Giskard Bot: Identifying robustness, performance and ethical vulnerabilities in the Top 10 Most Popular Hugging Face Models

Community Article Published March 21, 2024

TL;DR: In this article, we applied the Giskard Bot to evaluate the 10 most popular text classification models on Hugging Face. We found that over 90% of the top text classification models have robustness issues, while more than half show performance and ethical biases, particularly in sentiment analysis. This article breaks down these vulnerabilities, their causes, and offers practical solutions to detect and mitigate them. Plus, we provide a handy guide to use Giskard Bot to scan your own models, whether they're from Hugging Face Hub or custom-trained.

Article by: Mathieu Martial & Weixuan Xiao

Introduction to Machine Learning model evaluation

In a previous article, we presented the Giskard bot, a bot that allows Hugging Face users to:

Automatically generate and release a vulnerability report for each new model added to the HF Hub. This report will be shared both as an HF discussion and on the model card through the submission of a pull request (PR).
Debug these vulnerabilities and create custom tests relevant to your business case.

In this article, we decided to apply this Giskard bot to evaluate the 10 most popular text classification models on Hugging Face 🤗.

What are the key vulnerabilities of the 10 most popular models in HF Hub?
Why does it happen and how to fix such vulnerabilities?
How to evaluate other models uploaded in the HF hub?

💡 Methodology

The top 10 models were chosen based on a few criteria:

We selected text classification models trained on publicly available datasets.

We only focused on models that could be used on English data.

We ran our performance, robustness and ethical detectors.

The models were evaluated on their test split (except for ones trained on FinancialPhraseBank that were scanned using the train split as there was no available test split)

Main Findings: 90% of Top Hugging Face Models have vulnerabilities

After running the Giskard bot on the top 10 models, we found that:

Over 90% of the models had robustness vulnerabilities.
Over 50% of them had performance vulnerabilities.
Over 50% of the sentiment analysis models manifested ethical bias.

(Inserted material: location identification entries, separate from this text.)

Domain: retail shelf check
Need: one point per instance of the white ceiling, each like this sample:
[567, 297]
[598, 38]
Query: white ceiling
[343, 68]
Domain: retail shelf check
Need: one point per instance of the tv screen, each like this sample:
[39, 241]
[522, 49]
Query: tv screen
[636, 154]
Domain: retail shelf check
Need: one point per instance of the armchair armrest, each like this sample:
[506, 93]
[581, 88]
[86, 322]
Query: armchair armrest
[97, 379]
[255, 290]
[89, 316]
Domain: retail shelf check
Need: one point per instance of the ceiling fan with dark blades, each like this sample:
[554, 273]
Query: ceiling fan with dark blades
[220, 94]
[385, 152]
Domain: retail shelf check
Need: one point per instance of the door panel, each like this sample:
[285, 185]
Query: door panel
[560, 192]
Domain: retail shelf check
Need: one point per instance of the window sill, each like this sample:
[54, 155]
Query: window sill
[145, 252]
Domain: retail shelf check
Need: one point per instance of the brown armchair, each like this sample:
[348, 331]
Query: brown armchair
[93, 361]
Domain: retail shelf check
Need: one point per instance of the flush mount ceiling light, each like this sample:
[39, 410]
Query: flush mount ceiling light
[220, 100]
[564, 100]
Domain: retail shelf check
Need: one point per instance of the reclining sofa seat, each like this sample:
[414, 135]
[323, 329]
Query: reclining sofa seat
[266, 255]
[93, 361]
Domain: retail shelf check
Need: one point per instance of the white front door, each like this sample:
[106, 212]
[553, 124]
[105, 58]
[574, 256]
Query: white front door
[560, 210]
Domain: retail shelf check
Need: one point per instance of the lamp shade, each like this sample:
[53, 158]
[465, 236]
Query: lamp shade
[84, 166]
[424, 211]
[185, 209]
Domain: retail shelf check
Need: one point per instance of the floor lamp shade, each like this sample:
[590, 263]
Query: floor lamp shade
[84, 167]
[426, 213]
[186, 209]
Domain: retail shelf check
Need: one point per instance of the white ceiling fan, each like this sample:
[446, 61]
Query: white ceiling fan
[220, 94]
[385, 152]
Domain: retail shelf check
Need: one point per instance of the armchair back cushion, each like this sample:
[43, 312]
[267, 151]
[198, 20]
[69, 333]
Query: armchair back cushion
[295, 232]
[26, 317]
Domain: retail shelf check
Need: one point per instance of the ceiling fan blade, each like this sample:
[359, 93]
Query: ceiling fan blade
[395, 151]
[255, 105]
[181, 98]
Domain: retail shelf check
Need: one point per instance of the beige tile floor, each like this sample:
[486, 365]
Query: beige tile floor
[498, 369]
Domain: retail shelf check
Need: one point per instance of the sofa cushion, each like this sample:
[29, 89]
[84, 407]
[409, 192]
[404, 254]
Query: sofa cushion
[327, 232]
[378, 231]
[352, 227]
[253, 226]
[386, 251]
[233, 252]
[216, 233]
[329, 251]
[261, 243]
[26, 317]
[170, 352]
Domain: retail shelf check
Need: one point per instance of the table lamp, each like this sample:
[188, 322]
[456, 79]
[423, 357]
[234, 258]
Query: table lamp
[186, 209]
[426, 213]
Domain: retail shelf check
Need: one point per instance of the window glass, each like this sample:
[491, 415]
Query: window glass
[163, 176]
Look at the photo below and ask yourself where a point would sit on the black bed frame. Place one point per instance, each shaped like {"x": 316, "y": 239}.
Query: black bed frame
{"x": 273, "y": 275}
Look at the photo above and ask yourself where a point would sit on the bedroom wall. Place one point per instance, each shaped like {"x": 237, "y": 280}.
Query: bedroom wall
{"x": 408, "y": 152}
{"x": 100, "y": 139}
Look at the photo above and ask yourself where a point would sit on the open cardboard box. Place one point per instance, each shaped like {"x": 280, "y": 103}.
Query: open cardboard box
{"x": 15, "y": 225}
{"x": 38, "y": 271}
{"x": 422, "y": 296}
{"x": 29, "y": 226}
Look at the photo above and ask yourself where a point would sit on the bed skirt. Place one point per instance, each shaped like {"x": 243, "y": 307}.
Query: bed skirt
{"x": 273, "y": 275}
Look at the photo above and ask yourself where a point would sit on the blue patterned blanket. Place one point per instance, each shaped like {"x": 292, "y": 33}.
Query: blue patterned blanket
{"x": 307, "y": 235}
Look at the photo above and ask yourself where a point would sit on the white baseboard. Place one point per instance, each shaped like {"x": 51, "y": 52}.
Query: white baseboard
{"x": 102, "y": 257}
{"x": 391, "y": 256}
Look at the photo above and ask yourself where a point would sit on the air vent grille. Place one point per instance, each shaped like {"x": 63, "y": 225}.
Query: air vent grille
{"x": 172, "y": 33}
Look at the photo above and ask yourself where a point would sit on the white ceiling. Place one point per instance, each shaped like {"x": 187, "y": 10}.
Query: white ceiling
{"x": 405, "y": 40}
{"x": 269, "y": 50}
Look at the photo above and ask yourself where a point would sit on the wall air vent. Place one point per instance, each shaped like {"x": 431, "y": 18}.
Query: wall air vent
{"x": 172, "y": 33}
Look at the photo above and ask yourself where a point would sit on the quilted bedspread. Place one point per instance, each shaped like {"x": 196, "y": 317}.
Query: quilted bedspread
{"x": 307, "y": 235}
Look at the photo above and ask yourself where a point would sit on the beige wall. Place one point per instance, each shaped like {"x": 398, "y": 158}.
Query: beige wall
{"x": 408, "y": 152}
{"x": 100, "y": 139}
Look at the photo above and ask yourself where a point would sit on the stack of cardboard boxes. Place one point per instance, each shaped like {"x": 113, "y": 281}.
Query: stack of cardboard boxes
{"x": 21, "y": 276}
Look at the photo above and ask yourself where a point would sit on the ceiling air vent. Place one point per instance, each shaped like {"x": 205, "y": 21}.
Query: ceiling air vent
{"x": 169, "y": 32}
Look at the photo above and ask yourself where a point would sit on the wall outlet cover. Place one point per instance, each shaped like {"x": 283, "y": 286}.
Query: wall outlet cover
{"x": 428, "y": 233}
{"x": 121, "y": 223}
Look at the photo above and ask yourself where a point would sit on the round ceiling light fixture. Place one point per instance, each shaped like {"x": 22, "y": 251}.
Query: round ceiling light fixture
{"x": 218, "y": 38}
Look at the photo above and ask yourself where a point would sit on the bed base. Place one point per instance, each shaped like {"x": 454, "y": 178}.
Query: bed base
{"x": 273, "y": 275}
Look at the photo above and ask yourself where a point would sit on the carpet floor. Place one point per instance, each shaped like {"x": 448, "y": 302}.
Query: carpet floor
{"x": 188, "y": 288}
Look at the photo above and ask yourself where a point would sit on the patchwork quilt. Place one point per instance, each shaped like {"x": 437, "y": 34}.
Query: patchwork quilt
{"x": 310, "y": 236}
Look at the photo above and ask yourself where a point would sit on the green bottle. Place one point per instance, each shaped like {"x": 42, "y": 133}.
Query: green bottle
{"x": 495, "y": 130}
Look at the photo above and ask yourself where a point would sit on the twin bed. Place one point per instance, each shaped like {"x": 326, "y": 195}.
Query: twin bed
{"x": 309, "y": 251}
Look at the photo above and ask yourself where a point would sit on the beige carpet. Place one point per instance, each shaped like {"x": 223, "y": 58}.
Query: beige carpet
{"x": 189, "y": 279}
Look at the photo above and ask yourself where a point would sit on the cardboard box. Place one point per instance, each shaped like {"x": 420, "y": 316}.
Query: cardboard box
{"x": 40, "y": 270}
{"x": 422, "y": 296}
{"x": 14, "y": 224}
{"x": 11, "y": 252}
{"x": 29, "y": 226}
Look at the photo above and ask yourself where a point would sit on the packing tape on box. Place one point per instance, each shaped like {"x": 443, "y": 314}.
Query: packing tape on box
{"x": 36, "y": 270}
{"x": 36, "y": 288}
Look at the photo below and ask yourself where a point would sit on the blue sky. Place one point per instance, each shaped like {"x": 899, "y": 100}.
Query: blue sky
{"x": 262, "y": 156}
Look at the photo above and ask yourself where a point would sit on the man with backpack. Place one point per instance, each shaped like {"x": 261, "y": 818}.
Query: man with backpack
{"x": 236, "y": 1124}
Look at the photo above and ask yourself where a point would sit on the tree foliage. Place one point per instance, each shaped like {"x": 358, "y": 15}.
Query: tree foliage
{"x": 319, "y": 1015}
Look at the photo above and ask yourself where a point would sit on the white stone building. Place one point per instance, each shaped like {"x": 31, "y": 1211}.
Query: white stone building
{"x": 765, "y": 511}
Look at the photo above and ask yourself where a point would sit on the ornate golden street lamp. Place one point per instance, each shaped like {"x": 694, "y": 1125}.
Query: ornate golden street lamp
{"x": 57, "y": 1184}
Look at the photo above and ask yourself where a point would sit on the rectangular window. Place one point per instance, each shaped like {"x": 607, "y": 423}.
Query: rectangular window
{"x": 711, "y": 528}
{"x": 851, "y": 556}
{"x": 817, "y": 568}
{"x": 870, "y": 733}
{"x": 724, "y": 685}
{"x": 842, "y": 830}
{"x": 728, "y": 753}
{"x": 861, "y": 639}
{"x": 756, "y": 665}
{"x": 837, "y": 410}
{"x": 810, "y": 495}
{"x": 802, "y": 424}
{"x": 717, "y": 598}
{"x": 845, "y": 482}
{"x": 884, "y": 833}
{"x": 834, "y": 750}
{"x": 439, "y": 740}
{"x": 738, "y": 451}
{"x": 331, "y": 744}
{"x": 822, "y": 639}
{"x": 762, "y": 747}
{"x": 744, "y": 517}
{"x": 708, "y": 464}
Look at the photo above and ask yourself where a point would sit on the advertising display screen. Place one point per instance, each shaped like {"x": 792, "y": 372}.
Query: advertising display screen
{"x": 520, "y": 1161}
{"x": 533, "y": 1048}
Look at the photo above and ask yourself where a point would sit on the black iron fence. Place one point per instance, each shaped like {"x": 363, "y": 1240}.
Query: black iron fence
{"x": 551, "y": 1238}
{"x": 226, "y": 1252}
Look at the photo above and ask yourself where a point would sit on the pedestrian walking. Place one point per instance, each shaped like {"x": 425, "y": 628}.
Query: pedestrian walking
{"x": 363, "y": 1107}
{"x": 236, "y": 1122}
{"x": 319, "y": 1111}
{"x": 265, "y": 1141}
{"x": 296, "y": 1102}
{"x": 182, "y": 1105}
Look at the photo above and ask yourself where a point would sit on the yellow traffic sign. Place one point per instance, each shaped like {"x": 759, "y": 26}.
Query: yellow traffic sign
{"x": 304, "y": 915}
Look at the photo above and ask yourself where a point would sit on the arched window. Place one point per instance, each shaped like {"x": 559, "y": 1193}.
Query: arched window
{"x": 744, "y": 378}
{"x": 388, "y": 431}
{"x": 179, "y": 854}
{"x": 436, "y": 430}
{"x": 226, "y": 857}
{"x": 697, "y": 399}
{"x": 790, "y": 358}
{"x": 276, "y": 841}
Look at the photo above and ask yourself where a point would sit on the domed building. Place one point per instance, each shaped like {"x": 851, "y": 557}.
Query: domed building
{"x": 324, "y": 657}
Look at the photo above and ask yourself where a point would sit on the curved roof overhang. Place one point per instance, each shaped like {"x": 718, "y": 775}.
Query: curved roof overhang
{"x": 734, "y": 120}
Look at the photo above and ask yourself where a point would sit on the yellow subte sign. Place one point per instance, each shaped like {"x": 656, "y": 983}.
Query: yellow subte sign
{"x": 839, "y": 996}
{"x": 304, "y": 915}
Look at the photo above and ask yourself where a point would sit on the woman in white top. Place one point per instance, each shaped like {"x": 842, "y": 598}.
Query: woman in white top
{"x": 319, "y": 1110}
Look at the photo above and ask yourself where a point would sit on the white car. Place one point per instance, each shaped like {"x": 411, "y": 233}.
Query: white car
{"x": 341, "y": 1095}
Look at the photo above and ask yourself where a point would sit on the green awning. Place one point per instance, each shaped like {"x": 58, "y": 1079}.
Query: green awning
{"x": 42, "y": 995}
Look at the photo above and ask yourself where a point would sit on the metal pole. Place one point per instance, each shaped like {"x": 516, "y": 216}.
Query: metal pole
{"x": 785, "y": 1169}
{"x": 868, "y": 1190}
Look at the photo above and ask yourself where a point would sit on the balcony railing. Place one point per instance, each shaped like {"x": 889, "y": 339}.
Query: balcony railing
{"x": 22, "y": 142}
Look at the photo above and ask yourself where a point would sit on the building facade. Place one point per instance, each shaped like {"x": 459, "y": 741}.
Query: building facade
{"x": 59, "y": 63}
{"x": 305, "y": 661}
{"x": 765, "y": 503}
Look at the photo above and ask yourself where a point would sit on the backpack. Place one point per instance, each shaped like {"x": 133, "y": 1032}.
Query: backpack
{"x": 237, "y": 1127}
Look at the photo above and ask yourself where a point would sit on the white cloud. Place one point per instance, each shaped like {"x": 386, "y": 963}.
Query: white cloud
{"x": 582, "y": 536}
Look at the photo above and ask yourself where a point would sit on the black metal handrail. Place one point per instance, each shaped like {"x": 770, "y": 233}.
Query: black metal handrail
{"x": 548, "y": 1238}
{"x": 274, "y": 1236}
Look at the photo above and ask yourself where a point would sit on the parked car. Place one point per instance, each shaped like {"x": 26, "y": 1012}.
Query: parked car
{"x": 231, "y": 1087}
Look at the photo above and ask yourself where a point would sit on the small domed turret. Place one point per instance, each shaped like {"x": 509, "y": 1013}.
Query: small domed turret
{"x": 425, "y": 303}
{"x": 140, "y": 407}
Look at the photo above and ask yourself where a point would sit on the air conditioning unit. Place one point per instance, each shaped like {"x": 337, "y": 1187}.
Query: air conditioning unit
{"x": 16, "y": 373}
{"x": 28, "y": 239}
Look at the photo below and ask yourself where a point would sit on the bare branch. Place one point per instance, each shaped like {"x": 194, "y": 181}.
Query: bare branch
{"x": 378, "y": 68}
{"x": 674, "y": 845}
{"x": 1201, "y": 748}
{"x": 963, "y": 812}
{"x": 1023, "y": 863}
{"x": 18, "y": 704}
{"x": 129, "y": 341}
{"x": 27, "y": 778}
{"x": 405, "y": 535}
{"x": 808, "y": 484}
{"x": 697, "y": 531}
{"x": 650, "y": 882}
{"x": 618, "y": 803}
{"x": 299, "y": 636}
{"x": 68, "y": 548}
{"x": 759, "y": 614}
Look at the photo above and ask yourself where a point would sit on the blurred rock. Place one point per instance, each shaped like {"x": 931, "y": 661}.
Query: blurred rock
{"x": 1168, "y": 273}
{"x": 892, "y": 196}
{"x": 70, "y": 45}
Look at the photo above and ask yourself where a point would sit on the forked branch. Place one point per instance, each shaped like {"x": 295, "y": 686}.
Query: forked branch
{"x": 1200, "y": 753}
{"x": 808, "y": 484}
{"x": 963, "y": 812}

To better understand these vulnerabilities, let’s define some terminology:

Robustness: refers to the capacity of a model to resist to small perturbations in the input data, such as adding typos or converting text to uppercase. If not robust, even minor changes in the input can lead to significant changes in the models predictions, resulting in reduced reliability of the model’s performance.
Performance bias: refers to a situation where a model exhibits low performance on specific data slices or subsets, despite satisfactory performance on the overall dataset. Performance bias can manifest as significant discrepancies in accuracy, precision, recall, or other evaluation metrics across different groups or segments of the data.
Ethical bias: arises in models that exhibit sensitivity when perturbating a protected attribute, like gender, ethnicity or religion. These perturbations can involve switching certain words from female to male or switching specific countries, nationalities, and religions for example.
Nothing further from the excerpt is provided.